Using a dataset from Kaggle (Data Science Job Postings & Skills, 2024), we analyze more than 12,000 job listings to identify the most frequently requested skills among employers in the data science job market.
Dataset: Data
Science Job Postings & Skills (2024)
Author: asaniczka
Platform: Kaggle
Source: LinkedIn job postings
License: ODC Attribution License
This dataset provides a raw dump of data science related job postings collected from LinkedIn. It includes details such as job titles, companies, locations, and most importantly, a list of skills mentioned for each posting. The main objective of the dataset is to allow users to practice data cleaning and to explore which skills are most relevant in the current job market.
library(tidyverse)
job_skills <- read_csv("job_skills.csv")
head(job_skills)
## # A tibble: 6 × 2
## job_link job_skills
## <chr> <chr>
## 1 https://www.linkedin.com/jobs/view/senior-machine-learning-enginee… Machine L…
## 2 https://www.linkedin.com/jobs/view/principal-software-engineer-ml-… C++, Pyth…
## 3 https://www.linkedin.com/jobs/view/senior-etl-data-warehouse-speci… ETL, Data…
## 4 https://www.linkedin.com/jobs/view/senior-data-warehouse-developer… Data Lake…
## 5 https://www.linkedin.com/jobs/view/lead-data-engineer-at-dice-3805… Java, Sca…
## 6 https://www.linkedin.com/jobs/view/senior-data-engineer-at-univers… Data Ware…
glimpse(job_skills)
## Rows: 12,217
## Columns: 2
## $ job_link <chr> "https://www.linkedin.com/jobs/view/senior-machine-learning…
## $ job_skills <chr> "Machine Learning, Programming, Python, Scala, Java, Data E…
skills_clean <- job_skills %>%
separate_rows(job_skills, sep = ",") %>%
mutate(job_skills = str_trim(job_skills)) %>%
filter(job_skills != "")
skills_clean
## # A tibble: 314,950 × 2
## job_link job_skills
## <chr> <chr>
## 1 https://www.linkedin.com/jobs/view/senior-machine-learning-engine… Machine L…
## 2 https://www.linkedin.com/jobs/view/senior-machine-learning-engine… Programmi…

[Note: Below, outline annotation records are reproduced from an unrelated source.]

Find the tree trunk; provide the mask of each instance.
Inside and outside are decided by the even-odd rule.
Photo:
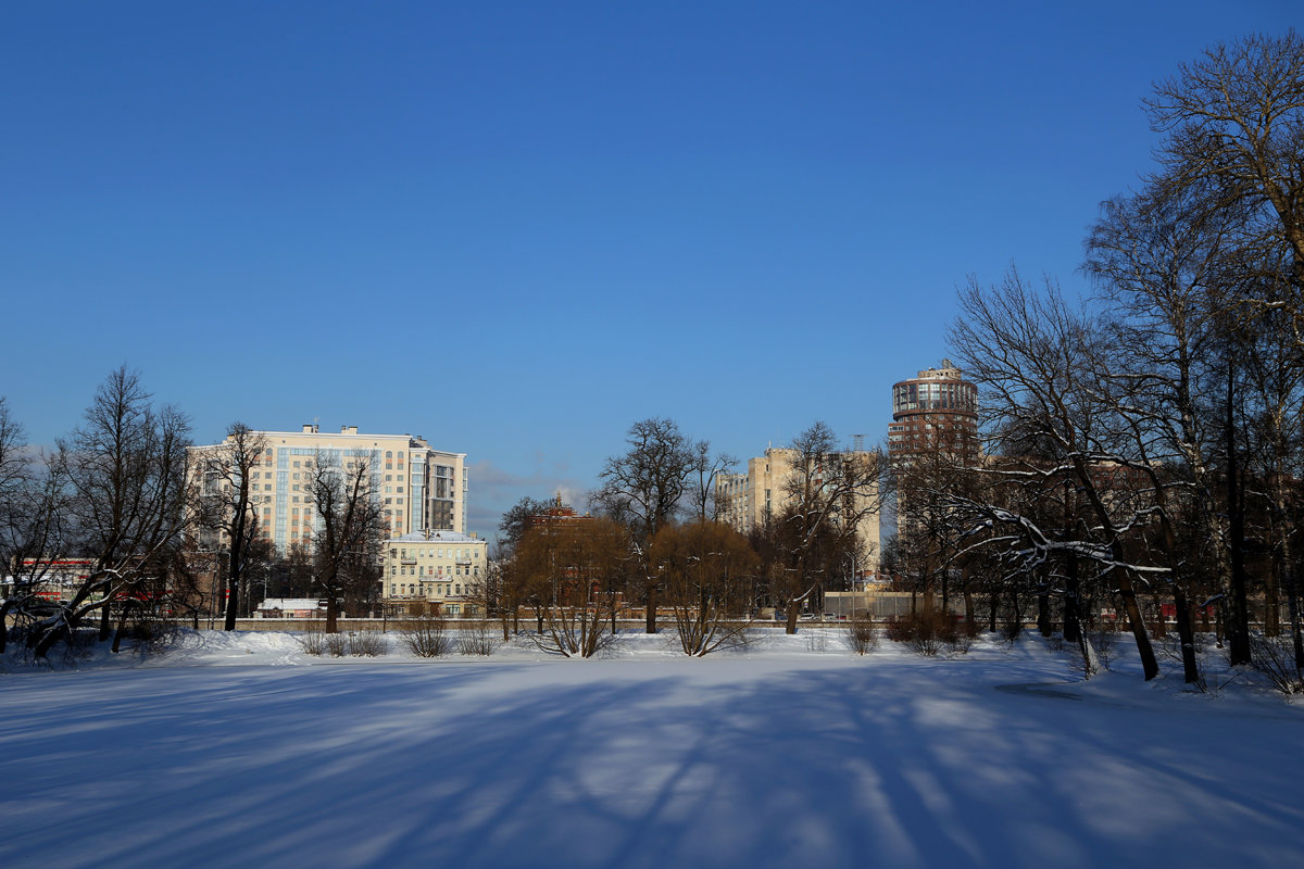
[[[1043,637],[1055,633],[1051,624],[1051,591],[1045,582],[1037,586],[1037,632]]]
[[[1132,588],[1132,578],[1124,572],[1119,573],[1119,595],[1123,598],[1123,607],[1128,614],[1128,623],[1132,625],[1132,638],[1137,644],[1137,654],[1141,658],[1141,671],[1145,680],[1150,681],[1159,675],[1159,661],[1154,655],[1154,645],[1150,644],[1150,634],[1145,629],[1145,619],[1141,618],[1141,607],[1137,606],[1136,590]]]
[[[1196,661],[1196,625],[1191,611],[1191,599],[1181,588],[1181,581],[1174,582],[1172,602],[1178,610],[1178,641],[1181,642],[1181,676],[1188,685],[1200,684],[1200,663]]]
[[[339,632],[339,602],[335,599],[333,589],[326,594],[326,633]]]
[[[227,580],[227,619],[222,625],[223,631],[236,629],[236,601],[240,599],[240,580],[236,578],[235,572]],[[327,607],[327,611],[330,607]]]
[[[797,633],[797,614],[801,612],[801,603],[797,598],[788,602],[788,624],[784,628],[784,633]]]
[[[1077,580],[1077,556],[1064,564],[1064,641],[1077,642],[1082,634],[1082,601]]]
[[[1231,369],[1227,373],[1227,421],[1224,440],[1227,449],[1227,517],[1231,548],[1231,588],[1223,595],[1227,612],[1227,663],[1248,664],[1249,661],[1249,601],[1245,594],[1245,504],[1241,496],[1240,470],[1236,457],[1236,431],[1234,414],[1234,386]]]
[[[108,598],[112,599],[115,595],[112,591],[108,593]],[[106,603],[99,611],[99,641],[104,642],[108,640],[108,634],[112,632],[112,616],[108,614],[110,606]]]
[[[644,621],[644,627],[647,628],[648,633],[656,633],[656,584],[655,582],[649,582],[648,586],[647,586],[647,601],[648,601],[648,611],[647,611],[647,616],[643,620]]]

## 3 https://www.linkedin.com/jobs/view/senior-machine-learning-engine… Python
## 4 https://www.linkedin.com/jobs/view/senior-machine-learning-engine… Scala
## 5 https://www.linkedin.com/jobs/view/senior-machine-learning-engine… Java
## 6 https://www.linkedin.com/jobs/view/senior-machine-learning-engine… Data Engi…
## 7 https://www.linkedin.com/jobs/view/senior-machine-learning-engine… Distribut…

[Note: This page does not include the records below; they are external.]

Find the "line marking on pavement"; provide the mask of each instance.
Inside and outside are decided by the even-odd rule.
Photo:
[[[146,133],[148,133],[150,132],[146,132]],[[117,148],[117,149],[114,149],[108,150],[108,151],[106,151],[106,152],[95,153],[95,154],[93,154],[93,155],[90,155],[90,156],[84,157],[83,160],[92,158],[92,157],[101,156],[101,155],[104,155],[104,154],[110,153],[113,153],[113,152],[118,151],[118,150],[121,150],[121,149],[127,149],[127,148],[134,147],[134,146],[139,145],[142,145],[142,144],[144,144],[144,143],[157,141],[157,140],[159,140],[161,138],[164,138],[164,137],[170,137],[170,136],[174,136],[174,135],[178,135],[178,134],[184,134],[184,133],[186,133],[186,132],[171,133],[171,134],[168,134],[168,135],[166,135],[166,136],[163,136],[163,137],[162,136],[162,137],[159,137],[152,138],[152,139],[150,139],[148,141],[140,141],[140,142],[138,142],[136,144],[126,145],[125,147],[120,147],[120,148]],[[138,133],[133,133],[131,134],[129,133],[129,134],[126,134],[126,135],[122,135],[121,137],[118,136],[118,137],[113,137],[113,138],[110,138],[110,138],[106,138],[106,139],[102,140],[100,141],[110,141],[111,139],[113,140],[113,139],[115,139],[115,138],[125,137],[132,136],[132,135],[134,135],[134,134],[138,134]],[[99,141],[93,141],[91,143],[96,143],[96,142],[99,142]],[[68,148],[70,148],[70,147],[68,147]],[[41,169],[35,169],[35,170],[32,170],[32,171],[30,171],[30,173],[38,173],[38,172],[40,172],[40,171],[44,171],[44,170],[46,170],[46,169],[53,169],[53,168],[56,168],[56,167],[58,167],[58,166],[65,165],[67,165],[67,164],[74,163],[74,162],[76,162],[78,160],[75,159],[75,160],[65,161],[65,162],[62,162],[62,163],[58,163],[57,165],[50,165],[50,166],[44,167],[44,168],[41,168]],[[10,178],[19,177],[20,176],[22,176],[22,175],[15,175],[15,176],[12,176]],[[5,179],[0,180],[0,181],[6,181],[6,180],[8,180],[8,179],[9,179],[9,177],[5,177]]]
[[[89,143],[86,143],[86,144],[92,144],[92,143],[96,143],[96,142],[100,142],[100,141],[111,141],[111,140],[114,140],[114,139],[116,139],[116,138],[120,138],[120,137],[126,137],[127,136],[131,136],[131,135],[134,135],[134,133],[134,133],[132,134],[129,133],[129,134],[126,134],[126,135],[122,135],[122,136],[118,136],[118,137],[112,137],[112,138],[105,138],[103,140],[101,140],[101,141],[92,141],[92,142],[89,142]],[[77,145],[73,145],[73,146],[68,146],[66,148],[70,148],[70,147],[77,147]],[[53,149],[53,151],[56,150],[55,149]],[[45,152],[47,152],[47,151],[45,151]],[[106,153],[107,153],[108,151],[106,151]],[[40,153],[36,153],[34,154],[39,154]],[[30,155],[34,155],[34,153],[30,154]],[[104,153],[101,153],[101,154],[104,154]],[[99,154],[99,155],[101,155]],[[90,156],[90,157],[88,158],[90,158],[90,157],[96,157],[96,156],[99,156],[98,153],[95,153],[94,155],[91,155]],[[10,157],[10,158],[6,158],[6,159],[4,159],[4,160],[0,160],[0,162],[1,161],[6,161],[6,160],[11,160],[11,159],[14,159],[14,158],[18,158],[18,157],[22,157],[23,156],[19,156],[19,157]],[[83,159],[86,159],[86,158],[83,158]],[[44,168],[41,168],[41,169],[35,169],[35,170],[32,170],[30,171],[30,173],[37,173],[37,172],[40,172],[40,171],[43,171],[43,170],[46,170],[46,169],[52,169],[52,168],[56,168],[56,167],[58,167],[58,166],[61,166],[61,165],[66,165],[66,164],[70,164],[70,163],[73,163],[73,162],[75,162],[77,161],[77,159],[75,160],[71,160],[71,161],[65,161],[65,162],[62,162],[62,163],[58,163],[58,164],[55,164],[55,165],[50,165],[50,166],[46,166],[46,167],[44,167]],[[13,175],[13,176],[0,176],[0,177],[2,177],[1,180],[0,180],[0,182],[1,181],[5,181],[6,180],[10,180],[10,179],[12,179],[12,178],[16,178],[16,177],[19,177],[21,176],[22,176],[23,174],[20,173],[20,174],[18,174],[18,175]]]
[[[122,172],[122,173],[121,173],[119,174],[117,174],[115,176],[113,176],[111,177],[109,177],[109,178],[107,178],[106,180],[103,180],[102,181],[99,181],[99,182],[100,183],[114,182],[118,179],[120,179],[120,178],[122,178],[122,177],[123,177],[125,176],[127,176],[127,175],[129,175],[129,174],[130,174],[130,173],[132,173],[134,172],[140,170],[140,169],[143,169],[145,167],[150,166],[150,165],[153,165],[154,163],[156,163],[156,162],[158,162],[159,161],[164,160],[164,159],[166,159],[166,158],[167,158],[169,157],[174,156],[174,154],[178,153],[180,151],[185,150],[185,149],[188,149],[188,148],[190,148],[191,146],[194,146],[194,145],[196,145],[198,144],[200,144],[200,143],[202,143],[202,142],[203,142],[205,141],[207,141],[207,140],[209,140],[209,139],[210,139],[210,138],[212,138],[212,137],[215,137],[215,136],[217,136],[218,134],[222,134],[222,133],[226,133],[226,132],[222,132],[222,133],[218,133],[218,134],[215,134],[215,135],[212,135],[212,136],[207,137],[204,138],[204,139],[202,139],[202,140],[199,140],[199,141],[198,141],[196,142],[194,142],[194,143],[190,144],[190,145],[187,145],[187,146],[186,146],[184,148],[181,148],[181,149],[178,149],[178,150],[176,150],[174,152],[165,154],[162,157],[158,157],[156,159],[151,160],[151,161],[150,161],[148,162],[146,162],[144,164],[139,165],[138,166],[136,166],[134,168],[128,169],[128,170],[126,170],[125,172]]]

## 8 https://www.linkedin.com/jobs/view/senior-machine-learning-engine… Statistic…
## 9 https://www.linkedin.com/jobs/view/senior-machine-learning-engine… Optimizat…

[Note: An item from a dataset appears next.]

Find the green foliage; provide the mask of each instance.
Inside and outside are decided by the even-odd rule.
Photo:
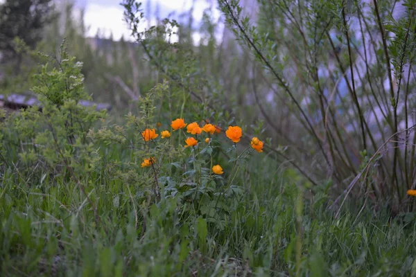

## 10 https://www.linkedin.com/jobs/view/senior-machine-learning-engine… Data Pipe…
## # ℹ 314,940 more rows
skill_counts <- skills_clean %>%
count(job_skills, sort = TRUE)
head(skill_counts, 10)
## # A tibble: 10 × 2
## job_skills n
## <chr> <int>
## 1 Python 4801
## 2 SQL 4606
## 3 Communication 2498
## 4 Data Analysis 2181
## 5 Machine Learning 1966
## 6 AWS 1740
## 7 Tableau 1685
## 8 Data Visualization 1562
## 9 R 1542
## 10 Java 1414
skill_counts %>%
slice_max(n, n = 10) %>%
ggplot(aes(x = reorder(job_skills, n), y = n)) +
geom_col(fill = "orange") +
coord_flip() +
labs(
title = "Top 10 Most Valued Data Science Skills (Job Postings)",
x = "Skill",
y = "Frequency"
) +
theme_minimal()
The analysis shows that Python, SQL, and Machine Learning are among the most frequently mentioned skills in job postings. Communication, Data Analysis, and Visualization tools like Tableau and R also appear prominently, suggesting that data scientists must balance technical proficiency with analytical and storytelling skills.